14 May The Lato Letter: Volume 1, Issue 14.
In a slight departure from the normal Lato Letter and in conjunction with my appearance on BNN’s Market Call Tonight, here’s a review of my “Top Picks” from tonight’s show.
Apple Inc., $558.22
As long as Apple remains the most heavily weighted stock in clients’ portfolios, it will continue to be in the running as a Top Pick. Following a spectacular rise in conjunction with its dividend announcement and outstanding second quarter earnings release, the stock is down almost 12% from its high of $644. Not much has changed since then, other than the share price and the fact that consensus estimates continue to rise so that Apple is trading at just over 12 times Sept 30, 2012 earnings and that is before stripping out the $116 per share in cash.
The new iPad has been another successful product launch and will contribute to another solid quarter, while rumours of a new iPhone and iTV continue to swirl.
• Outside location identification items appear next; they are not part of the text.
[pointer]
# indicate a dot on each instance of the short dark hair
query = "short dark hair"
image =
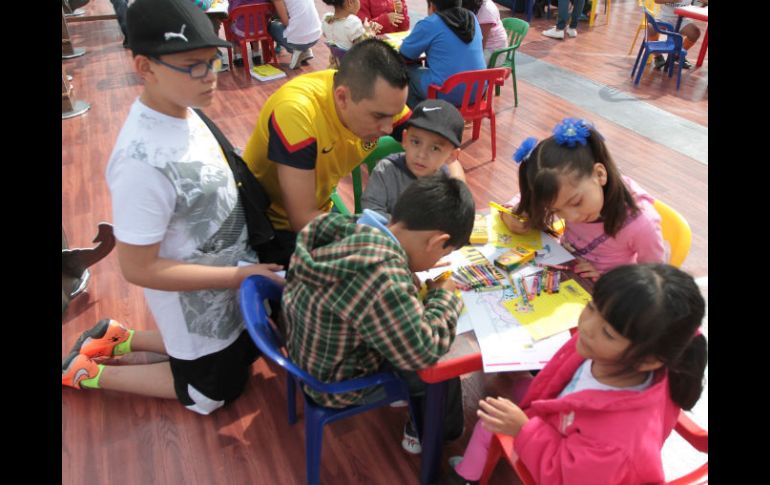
(539, 181)
(364, 63)
(442, 5)
(472, 5)
(659, 308)
(437, 202)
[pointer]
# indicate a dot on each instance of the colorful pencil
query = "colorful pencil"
(556, 282)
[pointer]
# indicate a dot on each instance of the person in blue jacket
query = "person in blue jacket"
(450, 37)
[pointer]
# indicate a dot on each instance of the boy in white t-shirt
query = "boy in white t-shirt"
(179, 225)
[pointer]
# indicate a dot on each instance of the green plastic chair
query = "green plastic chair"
(515, 29)
(386, 145)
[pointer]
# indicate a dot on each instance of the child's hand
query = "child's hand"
(372, 27)
(499, 415)
(447, 284)
(395, 18)
(515, 225)
(586, 270)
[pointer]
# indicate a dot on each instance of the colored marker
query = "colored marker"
(556, 282)
(442, 277)
(562, 267)
(508, 211)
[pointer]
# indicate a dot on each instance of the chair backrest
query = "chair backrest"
(255, 290)
(251, 20)
(676, 232)
(479, 82)
(515, 29)
(663, 28)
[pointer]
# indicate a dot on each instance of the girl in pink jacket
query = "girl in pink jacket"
(610, 220)
(601, 409)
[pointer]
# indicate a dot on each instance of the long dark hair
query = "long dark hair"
(658, 308)
(539, 181)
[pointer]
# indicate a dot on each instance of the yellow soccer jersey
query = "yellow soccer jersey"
(298, 126)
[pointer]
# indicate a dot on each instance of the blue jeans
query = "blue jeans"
(276, 29)
(416, 94)
(577, 9)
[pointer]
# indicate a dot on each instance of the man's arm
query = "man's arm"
(298, 194)
(142, 266)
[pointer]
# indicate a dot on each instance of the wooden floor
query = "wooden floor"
(114, 438)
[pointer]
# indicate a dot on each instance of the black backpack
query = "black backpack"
(253, 197)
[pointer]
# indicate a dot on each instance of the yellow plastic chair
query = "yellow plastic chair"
(652, 7)
(676, 232)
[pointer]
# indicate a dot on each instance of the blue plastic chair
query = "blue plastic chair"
(255, 290)
(672, 45)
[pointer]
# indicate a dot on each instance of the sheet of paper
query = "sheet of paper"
(505, 344)
(547, 315)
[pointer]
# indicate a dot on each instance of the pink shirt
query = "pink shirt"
(489, 14)
(639, 241)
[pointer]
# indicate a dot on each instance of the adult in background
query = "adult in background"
(393, 15)
(450, 36)
(316, 128)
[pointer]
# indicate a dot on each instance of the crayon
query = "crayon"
(507, 211)
(442, 277)
(556, 282)
(555, 266)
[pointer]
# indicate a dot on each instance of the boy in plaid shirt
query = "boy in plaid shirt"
(351, 304)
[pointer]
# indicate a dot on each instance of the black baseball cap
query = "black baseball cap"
(160, 27)
(440, 117)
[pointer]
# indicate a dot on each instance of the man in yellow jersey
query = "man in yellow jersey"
(316, 128)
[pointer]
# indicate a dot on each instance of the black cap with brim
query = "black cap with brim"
(160, 27)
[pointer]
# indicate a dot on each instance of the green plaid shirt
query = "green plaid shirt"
(350, 304)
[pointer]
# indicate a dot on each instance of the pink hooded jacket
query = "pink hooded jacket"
(590, 437)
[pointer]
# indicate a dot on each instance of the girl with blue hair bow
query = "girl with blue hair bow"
(610, 220)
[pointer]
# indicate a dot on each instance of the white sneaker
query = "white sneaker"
(306, 55)
(295, 59)
(411, 443)
(554, 33)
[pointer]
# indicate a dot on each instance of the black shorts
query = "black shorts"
(209, 382)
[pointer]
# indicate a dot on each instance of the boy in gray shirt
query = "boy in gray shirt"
(431, 140)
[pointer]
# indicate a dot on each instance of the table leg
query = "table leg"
(433, 433)
(703, 48)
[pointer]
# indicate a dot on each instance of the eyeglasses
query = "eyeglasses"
(199, 70)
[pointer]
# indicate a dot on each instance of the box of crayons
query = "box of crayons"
(510, 260)
(480, 235)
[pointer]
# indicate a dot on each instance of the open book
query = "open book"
(266, 72)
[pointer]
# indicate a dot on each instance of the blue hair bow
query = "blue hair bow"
(525, 149)
(571, 131)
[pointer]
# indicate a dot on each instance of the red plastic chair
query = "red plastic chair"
(502, 447)
(482, 108)
(256, 18)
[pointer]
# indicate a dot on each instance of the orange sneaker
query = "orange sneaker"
(77, 367)
(101, 339)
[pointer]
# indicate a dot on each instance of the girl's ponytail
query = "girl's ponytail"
(685, 376)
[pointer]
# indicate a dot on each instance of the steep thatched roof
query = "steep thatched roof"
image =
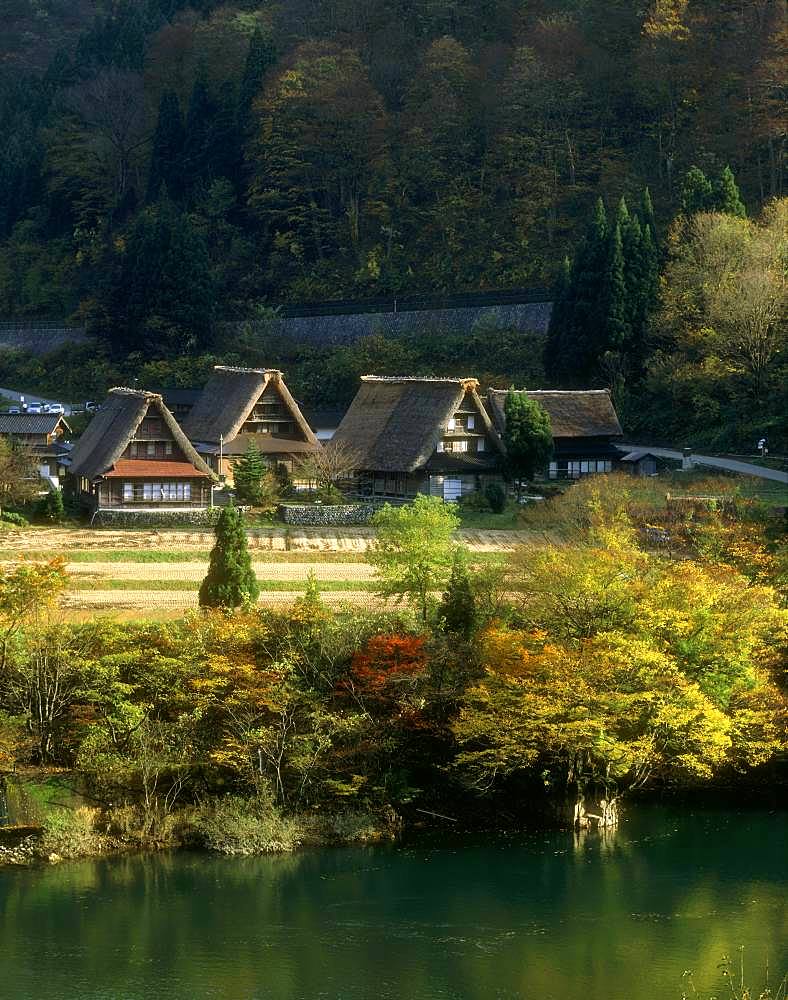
(581, 413)
(112, 428)
(394, 424)
(229, 397)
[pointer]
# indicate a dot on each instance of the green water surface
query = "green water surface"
(540, 916)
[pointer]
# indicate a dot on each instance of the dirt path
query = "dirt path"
(189, 571)
(155, 600)
(63, 540)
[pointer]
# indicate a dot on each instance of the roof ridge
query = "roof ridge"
(556, 392)
(469, 380)
(124, 390)
(239, 370)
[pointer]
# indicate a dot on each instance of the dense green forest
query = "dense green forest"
(169, 166)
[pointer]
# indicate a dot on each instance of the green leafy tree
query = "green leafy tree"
(726, 195)
(496, 497)
(51, 508)
(697, 192)
(231, 580)
(413, 550)
(248, 474)
(528, 438)
(457, 611)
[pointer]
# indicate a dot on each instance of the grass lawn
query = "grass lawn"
(509, 520)
(79, 584)
(179, 555)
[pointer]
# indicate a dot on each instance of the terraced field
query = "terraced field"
(157, 574)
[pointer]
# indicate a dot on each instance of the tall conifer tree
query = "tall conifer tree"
(615, 328)
(167, 149)
(528, 437)
(230, 581)
(248, 475)
(197, 142)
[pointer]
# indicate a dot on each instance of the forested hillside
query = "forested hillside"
(169, 165)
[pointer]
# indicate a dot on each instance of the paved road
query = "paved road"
(32, 398)
(713, 462)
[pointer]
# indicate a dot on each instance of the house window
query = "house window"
(153, 492)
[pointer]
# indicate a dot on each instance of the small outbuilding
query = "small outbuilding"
(640, 463)
(43, 436)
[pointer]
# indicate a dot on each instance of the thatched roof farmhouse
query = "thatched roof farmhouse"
(585, 426)
(420, 435)
(134, 455)
(239, 405)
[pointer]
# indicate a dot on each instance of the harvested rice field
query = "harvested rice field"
(156, 574)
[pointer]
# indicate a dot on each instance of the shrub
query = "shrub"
(357, 826)
(50, 509)
(476, 501)
(71, 833)
(496, 497)
(233, 825)
(10, 517)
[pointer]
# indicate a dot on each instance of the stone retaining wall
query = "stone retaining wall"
(205, 517)
(331, 515)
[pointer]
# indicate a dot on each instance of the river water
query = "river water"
(534, 916)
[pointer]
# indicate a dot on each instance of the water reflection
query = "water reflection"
(547, 916)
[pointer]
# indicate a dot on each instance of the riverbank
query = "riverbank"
(439, 916)
(59, 825)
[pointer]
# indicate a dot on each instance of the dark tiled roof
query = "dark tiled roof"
(30, 423)
(573, 413)
(130, 468)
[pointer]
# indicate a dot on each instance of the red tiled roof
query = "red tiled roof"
(128, 468)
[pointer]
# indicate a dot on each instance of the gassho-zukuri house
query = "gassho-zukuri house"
(585, 428)
(243, 405)
(420, 435)
(134, 456)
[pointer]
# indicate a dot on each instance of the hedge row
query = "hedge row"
(330, 515)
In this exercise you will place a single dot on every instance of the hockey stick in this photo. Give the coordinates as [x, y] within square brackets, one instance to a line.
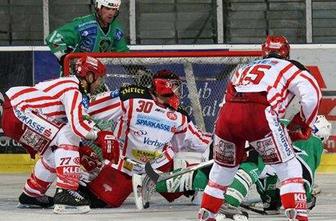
[248, 207]
[156, 177]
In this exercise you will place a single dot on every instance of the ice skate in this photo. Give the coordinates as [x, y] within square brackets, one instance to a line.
[143, 189]
[70, 202]
[26, 201]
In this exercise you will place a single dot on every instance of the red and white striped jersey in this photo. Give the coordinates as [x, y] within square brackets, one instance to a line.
[146, 127]
[282, 80]
[58, 99]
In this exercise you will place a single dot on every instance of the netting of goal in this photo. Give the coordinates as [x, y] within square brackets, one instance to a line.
[204, 73]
Continued new product launches into the ever important Apple ecosystem combined with further penetration into new markets (China) will provide the basis for continued earnings growth. With the initiation of a $10.60 dividend in the second half of the year, Apple is arguably cheaper today than it was when I first purchased the stock for clients almost six years ago.
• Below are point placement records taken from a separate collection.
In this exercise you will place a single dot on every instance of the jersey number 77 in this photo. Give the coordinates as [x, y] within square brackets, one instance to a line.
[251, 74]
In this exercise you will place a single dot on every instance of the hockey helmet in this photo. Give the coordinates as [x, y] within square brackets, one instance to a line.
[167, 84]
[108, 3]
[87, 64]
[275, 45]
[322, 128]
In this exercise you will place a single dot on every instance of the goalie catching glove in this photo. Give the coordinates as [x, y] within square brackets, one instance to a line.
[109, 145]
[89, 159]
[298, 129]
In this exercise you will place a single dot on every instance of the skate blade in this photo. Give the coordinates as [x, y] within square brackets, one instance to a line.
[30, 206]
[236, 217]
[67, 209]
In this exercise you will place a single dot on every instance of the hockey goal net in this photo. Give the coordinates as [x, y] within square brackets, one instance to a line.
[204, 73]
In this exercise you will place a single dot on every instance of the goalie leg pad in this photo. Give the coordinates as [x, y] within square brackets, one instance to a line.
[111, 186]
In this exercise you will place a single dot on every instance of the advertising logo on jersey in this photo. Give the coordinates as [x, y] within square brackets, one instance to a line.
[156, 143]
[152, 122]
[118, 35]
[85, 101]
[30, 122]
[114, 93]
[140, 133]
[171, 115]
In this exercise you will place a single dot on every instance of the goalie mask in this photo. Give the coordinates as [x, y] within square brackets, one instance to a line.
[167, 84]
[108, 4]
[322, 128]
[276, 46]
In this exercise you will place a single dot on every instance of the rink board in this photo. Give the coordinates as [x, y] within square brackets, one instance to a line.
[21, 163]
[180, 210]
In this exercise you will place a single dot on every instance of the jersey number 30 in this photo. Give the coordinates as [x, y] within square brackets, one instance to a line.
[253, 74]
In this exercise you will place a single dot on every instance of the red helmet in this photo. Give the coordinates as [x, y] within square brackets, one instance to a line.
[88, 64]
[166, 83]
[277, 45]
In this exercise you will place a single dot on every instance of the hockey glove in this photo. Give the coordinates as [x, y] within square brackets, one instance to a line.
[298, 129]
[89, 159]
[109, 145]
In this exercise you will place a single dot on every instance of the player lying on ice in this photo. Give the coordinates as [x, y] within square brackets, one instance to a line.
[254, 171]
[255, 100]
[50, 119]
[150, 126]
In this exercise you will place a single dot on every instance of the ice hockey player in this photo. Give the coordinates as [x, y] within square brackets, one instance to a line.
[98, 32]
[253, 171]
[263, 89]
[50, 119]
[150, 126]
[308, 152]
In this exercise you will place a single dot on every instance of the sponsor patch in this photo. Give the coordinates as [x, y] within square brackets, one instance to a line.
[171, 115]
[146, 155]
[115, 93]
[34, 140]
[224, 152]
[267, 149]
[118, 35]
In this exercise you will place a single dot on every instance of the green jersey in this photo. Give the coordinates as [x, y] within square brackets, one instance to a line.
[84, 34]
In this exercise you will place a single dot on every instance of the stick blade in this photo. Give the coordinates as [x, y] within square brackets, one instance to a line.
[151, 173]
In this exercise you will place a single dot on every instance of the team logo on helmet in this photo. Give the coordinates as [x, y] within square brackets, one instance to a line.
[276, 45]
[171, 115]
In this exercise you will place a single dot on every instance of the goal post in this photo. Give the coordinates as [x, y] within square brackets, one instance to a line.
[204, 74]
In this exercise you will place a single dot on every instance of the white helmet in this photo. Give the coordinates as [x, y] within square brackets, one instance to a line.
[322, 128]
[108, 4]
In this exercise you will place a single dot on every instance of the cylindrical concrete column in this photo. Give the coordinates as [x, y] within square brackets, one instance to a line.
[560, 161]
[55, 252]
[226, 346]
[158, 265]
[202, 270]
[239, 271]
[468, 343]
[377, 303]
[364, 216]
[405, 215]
Tempur Pedic International Inc., $51.03
The world’s largest manufacturer of non-coil premium mattresses has seen a sharp sell-off in its share price in the last month. On April 19th, Tempur Pedic reported its first quarter results which were in line with analysts and reiterated its guidance for 2012. For a company that has traditionally exceeded consensus estimates and consistently raised guidance, this release was viewed as a disappointment and the stock sold off. Early last week, the company announced a major price promotion starting on Memorial Day which was greeted with another sell-off.
With consensus estimates for this year at $3.94 and next year at $4.71, the stock is trading at very reasonable multiples of 13.2 times this year’s earnings and 11.1 times next year’s earnings. Non-coil mattresses are continuing to gain market share in the overall mattress market and while competition may be increasing, Tempur Pedic is well positioned to continue to grow its business. As that growth continues, investors can benefit from both higher earnings and an expanding multiple. The recent sell-off has provided a great entry point for new investors.
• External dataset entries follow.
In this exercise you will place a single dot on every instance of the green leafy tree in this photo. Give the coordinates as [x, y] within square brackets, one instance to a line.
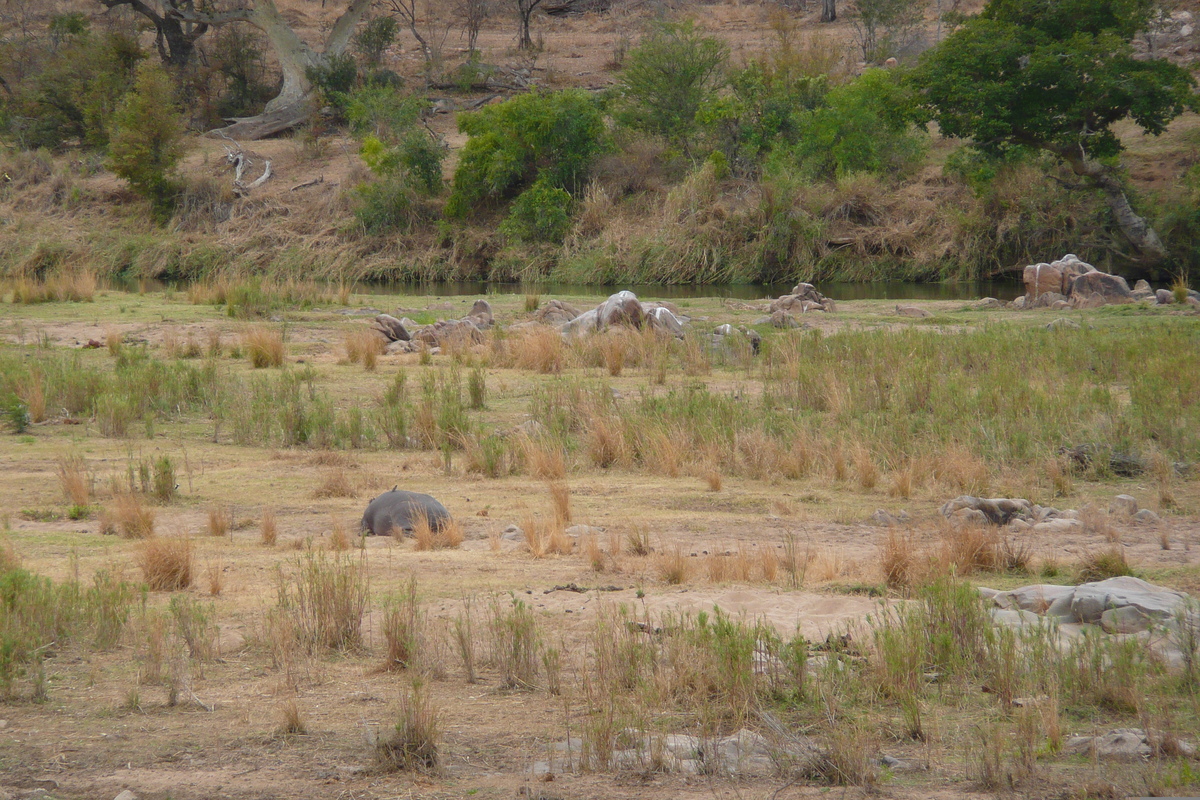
[148, 139]
[405, 158]
[863, 126]
[546, 137]
[1054, 76]
[667, 78]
Coincidentally, the cover and lead article of this week’s Barron’s was “Sex or Sleep”. The article presented a great overview of the mattress industry and Tempur Pedic’s still dominant position within the premium segment.
Tourmaline Oil Corp., $24.33
Despite very weak natural gas prices, Tourmaline reported another excellent quarter last week. Production per share was up 64% over last year and cash flow, even with natural gas prices 44% lower, was still up 12% over last year.
Tourmaline has one of the strongest balance sheets in the industry and with possibly the lowest cost structure in the industry, will persevere through the current pricing environment and flourish as prices rebound and they are able to capitalize on their incredible inventory of drilling locations. The company’s official guidance for this year’s production is 50,000 boe/day (boe – barrels of oil equivalent) and with current production at 53,000 boe/day, that target is very much within reach.
Tourmaline cannot do much, if anything, about the commodity price but they are managing their cash flow and drilling inventory to sustain growth until a better pricing environment fosters more rapid growth. The company’s biggest concern is that they could be prone to an unwanted acquisition before they have an opportunity to realize the true potential of their assets and truly reward shareholders.